José conta que procurou o diretor do hospital. Ele estava reunido com um homem que o mandou procurar outra funcionária. Com ela, José esteve em vários locais do prédio tentando encontrar o filho. Antes de deixar o hospital, ouviu do diretor a frase que nunca esqueceu: “É melhor deixar como está. Isso é complicado”. Ele entendeu como uma ameaça. Voltou para casa de braços vazios. “Naquela época, pobre não tinha vez. Fiquei com medo que mandassem matar a gente se fôssemos atrás do nosso filho”, explica, de cabeça baixa.

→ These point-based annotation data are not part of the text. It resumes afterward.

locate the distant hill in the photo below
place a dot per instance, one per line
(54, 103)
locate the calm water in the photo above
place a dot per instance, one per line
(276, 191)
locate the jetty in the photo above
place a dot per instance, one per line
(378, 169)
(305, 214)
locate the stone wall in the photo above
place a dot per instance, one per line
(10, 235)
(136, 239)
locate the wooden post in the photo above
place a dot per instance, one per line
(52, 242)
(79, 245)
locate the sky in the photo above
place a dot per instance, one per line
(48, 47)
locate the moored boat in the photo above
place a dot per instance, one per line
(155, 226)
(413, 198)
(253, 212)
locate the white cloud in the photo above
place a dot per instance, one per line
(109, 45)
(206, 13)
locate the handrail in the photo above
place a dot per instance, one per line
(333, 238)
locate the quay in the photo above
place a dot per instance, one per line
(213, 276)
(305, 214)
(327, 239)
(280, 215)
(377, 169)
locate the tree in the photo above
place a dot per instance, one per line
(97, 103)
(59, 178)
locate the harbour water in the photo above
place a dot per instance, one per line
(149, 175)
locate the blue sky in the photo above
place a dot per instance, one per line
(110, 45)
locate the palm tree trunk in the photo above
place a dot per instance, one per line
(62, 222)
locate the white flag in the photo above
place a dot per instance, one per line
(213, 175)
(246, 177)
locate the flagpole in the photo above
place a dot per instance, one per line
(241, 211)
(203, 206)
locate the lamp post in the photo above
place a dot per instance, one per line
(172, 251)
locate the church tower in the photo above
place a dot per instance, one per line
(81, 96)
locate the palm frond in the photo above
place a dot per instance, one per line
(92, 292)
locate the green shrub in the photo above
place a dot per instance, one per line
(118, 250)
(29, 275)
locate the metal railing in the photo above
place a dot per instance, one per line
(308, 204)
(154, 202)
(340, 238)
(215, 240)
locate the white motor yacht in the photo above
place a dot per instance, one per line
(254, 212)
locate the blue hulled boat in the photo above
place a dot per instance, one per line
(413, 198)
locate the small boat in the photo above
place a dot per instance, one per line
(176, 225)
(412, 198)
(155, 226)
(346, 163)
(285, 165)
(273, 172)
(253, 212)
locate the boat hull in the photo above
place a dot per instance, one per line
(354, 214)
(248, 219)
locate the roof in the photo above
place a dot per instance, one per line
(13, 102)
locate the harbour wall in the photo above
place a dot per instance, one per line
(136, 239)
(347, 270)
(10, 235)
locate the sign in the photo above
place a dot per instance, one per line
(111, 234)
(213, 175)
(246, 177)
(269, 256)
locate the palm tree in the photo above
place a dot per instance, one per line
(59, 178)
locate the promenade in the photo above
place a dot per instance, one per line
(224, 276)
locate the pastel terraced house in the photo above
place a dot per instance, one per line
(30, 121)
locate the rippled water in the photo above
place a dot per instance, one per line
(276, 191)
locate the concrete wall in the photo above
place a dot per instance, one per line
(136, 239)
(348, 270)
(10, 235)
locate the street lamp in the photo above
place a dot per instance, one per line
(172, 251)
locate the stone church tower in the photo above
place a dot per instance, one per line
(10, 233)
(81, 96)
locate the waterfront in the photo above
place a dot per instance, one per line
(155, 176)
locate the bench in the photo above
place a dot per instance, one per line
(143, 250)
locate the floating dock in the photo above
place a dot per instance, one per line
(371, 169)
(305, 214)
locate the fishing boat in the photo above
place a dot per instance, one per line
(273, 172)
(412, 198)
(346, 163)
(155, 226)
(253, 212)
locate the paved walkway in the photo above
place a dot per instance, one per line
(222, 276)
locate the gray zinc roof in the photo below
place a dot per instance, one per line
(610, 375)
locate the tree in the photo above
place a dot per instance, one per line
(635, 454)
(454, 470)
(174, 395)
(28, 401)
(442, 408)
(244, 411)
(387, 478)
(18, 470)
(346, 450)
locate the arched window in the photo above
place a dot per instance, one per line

Hoje com 72 anos, o médico José Carlos Britto Vidal, que dirigia o Hospital São Vicente de Paula, em 1972, afirma não se lembrar da história. E diz que em 1975, quando a instituição foi fechada, os documentos foram transferidos para o HRT. Tudo isso aconteceu há quase 36 anos. Enquanto pôde, Piedade escondeu de Émerson a existência do irmão. “Para quê mais um a sofrer?”, pensava. Mas na escola pediram a certidão para fazer a matrícula. “Aqui diz que ele tem um irmão gêmeo. Ele não vai estudar?”, perguntaram.
Maria da Piedade fala de seu caso sempre que pode. “A gente sente que ele está vivo”, afirma a mãe em nome da família. “Se o Élson souber da gente, pode continuar a vida dele como é. Não queremos obrigar ele a nada. Mas só de vê-lo já vou ficar feliz e todos aqui em casa também. A gente fala muito nele, sobre terem feito essa maldade. Imagino que ele nem sabe que tem outra família”, diz Piedade, com os olhos molhados e a voz emocionada. Émerson, que aos 7 anos achava que era um só, soube, de repente, que havia outro irmão, nascido na mesma data, mas que fora levado do hospital.
Desde o dia em que ouviu a história do irmão, o menino mudou. Cismado, brincava com os amigos na rua, pensando: “Meu irmão podia estar jogando bola comigo.” Cresceu assim, procurando um rosto igual ao seu. A mãe conta que ele não parava em casa. “Entrava e saía a toda hora. A gente achava que ele queria achar o irmão na rua”, diz Maria. Ainda hoje, Émerson tem dificuldade para falar no assunto. “Eu queria era encontrar o Élson, abraçar , ver se parece mesmo comigo. Queria andar na rua com ele, quem sabe até trabalhar junto”, fala o rapaz com o olhar ao longe.
Há seis anos, Edith, mulher de Édison, um dos irmãos de Émerson, estava em um ônibus em Taguatinga Norte, quando viu um rapaz que era igual ao Émerson. Depois desse encontro, o filho Édison passou a incentivar os pais a procurar o irmão. O apoio dos filhos e o surgimento de associações que trabalhavam na busca de pessoas desaparecidas deram a Piedade a força necessária para procurar o filho perdido.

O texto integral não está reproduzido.